“Le resistenze al riformismo non solo dalla CGIL,
ma anche dal ceto legale che beneficia del conflitto di
lavoro”
di Luigi Degan e Giuseppe Sabella
27 ottobre 2010
Parla Michele Tiraboschi, docente di Diritto del Lavoro e
Consulente del Titolare del Welfare, Maurizio Sacconi. Allievo del Prof. Marco
Biagi, ne ha condiviso sin dal principio l’impianto di Modernizzazione e
Riforma del Lavoro. Dal 2002, anno in cui il Prof. Biagi fu assassinato dalle
BR, lo sta portando avanti a fianco del Ministro Sacconi
Buongiorno Professor Tiraboschi, il
provvedimento legislativo ha avuto un iter molto lungo e travagliato. Le
ragioni sono tecnico-giuridiche o di altra natura?
E’ da un
decennio almeno che si parla di riforma della giustizia del lavoro e anche
nella passata legislatura sono stati discussi in Parlamento disegni di legge
che poi non hanno avuto un esito positivo data la complessità e delicatezza
della materia. Il testo approvato è del resto quello presentato dal Ministro
Sacconi già nel 2007. Due anni di dibattito parlamentare hanno semmai
sovraccaricato il testo di legge che è più che raddoppiato come precetti
estendendosi ora ben oltre il tema, pure centrale, della giustizia in ambito
lavoristico.
Quali sono
le forze che resistono maggiormente a questo corso riformista?
Sarebbe scontato dire la Cgil e il sindacato conflittuale. In
realtà sono vari i soggetti che beneficiano di questo numero esorbitante di
conflitti di lavoro, oltre un 1.200.000 cause pendenti! Non da ultimo il ceto
legale, avvocati e anche docenti universitari che fanno della complessità della
materia del lavoro e del formalismo giuridico una fonte di business.
Ritiene che
– nonostante questa resistenza – le norme contenute potranno trovare una
concreta applicazione o c’è il rischio che alcune disposizioni non divengano
effettive? In questo caso come si potrebbe porvi rimedio?
Il passaggio dal progetto alla legge e dalla legge alla sua
attuazione è sempre frutto di una sorta di alchimia.

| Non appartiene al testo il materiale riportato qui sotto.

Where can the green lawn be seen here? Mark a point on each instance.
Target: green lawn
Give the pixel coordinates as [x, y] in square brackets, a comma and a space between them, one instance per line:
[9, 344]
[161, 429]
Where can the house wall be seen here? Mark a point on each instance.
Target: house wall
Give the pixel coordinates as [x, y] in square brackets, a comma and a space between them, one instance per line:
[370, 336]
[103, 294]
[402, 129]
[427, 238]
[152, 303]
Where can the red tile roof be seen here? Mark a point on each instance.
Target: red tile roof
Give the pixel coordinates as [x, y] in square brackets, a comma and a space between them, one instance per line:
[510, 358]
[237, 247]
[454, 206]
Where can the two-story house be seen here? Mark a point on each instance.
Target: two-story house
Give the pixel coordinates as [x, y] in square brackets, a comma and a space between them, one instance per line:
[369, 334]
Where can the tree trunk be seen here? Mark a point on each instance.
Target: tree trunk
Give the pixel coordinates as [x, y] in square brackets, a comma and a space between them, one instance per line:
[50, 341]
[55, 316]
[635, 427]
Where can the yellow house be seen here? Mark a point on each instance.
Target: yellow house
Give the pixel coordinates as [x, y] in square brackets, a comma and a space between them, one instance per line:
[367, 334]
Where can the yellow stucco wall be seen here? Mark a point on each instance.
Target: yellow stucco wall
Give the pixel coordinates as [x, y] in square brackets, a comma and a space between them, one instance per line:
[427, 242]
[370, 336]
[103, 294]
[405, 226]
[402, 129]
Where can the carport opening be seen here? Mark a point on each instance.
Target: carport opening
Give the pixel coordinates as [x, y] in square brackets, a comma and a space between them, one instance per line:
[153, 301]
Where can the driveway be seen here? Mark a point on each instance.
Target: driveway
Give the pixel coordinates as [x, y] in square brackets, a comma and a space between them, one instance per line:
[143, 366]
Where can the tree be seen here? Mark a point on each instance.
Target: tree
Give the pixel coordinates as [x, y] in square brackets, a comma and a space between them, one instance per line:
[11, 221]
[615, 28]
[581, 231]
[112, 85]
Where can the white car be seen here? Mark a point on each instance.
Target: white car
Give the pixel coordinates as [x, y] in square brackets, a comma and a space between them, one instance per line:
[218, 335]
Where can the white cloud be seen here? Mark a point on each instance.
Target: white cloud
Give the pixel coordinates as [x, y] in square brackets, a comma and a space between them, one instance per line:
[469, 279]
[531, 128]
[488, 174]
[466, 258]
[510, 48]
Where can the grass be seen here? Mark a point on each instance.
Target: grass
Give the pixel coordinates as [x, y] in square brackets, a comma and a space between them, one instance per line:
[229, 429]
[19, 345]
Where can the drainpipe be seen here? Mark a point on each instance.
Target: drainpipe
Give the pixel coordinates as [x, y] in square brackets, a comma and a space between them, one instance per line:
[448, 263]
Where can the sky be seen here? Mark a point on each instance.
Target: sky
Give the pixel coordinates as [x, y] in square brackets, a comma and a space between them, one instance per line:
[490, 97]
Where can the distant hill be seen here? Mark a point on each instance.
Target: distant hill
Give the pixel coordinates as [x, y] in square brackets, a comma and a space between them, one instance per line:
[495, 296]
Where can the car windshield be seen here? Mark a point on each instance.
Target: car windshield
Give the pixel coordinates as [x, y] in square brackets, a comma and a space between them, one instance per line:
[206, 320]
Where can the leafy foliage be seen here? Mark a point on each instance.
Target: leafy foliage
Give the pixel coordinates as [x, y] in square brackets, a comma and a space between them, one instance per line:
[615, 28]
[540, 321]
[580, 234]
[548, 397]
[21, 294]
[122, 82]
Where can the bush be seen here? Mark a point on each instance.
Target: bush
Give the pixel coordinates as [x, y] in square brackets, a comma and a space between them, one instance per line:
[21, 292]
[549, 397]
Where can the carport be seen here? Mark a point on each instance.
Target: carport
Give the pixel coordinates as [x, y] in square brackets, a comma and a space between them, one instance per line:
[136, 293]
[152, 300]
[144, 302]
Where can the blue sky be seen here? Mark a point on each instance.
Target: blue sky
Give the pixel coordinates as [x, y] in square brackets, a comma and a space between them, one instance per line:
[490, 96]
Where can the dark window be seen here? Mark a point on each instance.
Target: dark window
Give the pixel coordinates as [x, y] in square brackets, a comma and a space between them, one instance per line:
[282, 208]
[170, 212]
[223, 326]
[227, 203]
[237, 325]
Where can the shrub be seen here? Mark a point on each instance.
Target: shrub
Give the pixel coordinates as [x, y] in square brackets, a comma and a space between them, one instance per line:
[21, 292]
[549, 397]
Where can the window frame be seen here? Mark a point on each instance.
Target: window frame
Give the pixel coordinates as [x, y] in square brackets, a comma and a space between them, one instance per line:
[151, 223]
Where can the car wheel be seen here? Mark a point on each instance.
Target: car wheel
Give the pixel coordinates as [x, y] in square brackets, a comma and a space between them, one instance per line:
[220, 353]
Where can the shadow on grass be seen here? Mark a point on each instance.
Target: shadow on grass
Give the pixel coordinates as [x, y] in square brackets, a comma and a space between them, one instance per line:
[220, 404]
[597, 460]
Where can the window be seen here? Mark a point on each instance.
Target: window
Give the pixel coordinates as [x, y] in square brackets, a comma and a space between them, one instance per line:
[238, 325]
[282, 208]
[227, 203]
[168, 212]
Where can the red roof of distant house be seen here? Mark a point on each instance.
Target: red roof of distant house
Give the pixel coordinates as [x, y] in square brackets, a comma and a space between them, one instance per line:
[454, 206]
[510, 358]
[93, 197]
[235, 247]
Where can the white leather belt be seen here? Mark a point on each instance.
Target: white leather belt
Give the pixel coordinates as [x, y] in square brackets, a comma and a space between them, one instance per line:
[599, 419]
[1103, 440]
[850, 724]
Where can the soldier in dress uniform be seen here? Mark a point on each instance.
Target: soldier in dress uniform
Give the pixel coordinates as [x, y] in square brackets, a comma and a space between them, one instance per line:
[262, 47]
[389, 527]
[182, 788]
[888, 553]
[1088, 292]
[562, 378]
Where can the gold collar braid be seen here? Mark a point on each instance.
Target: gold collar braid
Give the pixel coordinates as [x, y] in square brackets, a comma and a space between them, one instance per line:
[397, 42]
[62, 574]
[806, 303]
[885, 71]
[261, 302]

Difficile prevedere i
tempi di effettiva attuazione. Basti dire che la precedente grande riforma del
lavoro è applicata solo a metà e molte norme – da ultimo la borsa nazionale del
lavoro e l'apprendistato per il diritto dovere di istruzione e formazione – sono
state attuate nei giorni scorsi! Certamente la parte più delicata riguarda
l'arbitrato ma la materia è stata già oggetto di un avviso comune tra tutte le
parti sociali, eccetto la Cgil, per cui i tempi di attuazione non dovrebbero
essere lunghi.
Il provvedimento
appena approvato può essere considerato come uno degli atti concreti del
disegno riformatore del mercato del lavoro, del diritto del lavoro e delle
relazioni industriali studiato e progettato da Marco Biagi? Lei che sta
portando avanti questo lavoro, al quale ha partecipato dal principio quale suo
allievo prediletto, cosa ritiene che potrebbe pensarne oggi il Prof. Biagi?
A marzo di quest'anno, nell'ottavo anniversario della sua
uccisione, Il Sole 24 Ore ha
ripubblicato un articolo del Professor Biagi dall'emblematico titolo
“L'arbitrato europeo che sognava Marco Biagi”. L'arbitrato era parte integrante
del progetto di riforma e dell'iniziale disegno di legge da cui è poi scaturita
la legge Biagi. L'approvazione di questa legge è un modo concreto – anche se
minimo – per dare almeno un significato al sacrificio del Professore.